So, I'm halfway through day 2 (more specifically, I'm at 41 hours of no food, just water) of my fast, and I figured I should update.
Day one wasn't too big of a deal, as I've been doing intermittent fasts for quite some time now (3 days feeding, 1 day water fasting, rinse and repeat). I was hoping that maybe, even still, I may feel inspired to paint. The result was disastrous, which only served to further my frustration and determination to conquer 7 days. I literally stared at my easel for 3 hours, and nothing came to me. So, yesterday was pretty much just spent tossing emotions around that spanned frustration, anxiety (it's been nearly three weeks since I've produced a painting that I personally feel rivals my greatest works), and hope.

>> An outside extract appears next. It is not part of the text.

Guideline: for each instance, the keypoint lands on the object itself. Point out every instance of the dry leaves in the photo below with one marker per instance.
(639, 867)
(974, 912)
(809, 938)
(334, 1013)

Today, day two, has started off not so great. I woke up feeling exceedingly weak, and I was a bit concerned by this. I did not panic, however, and instead did some online research into side effects people tend to experience while fasting on water solely. It seems as though day two often brings weakness for others, so that's somewhat comforting to know. I found a great tip, where someone suggested drinking hot water and "pretending" it's tea. As soon as I sipped my first mug of steaming hot water, I felt immensely better. This may be my tactic to making it through today without feeling too grumpy, lethargic, and anxious.
So, that's where I'm at. It's currently 11:20, and my day will not be too exciting. I may try painting some more, but I feel as though I should just avoid it today, seeing as yesterday's attempt only brought on negativity when I could not channel my creativity appropriately.
I truly am hoping day 3 will bring about a change. I'm keeping my fingers crossed.
Best wishes to you all for the holidays. I will keep everyone updated.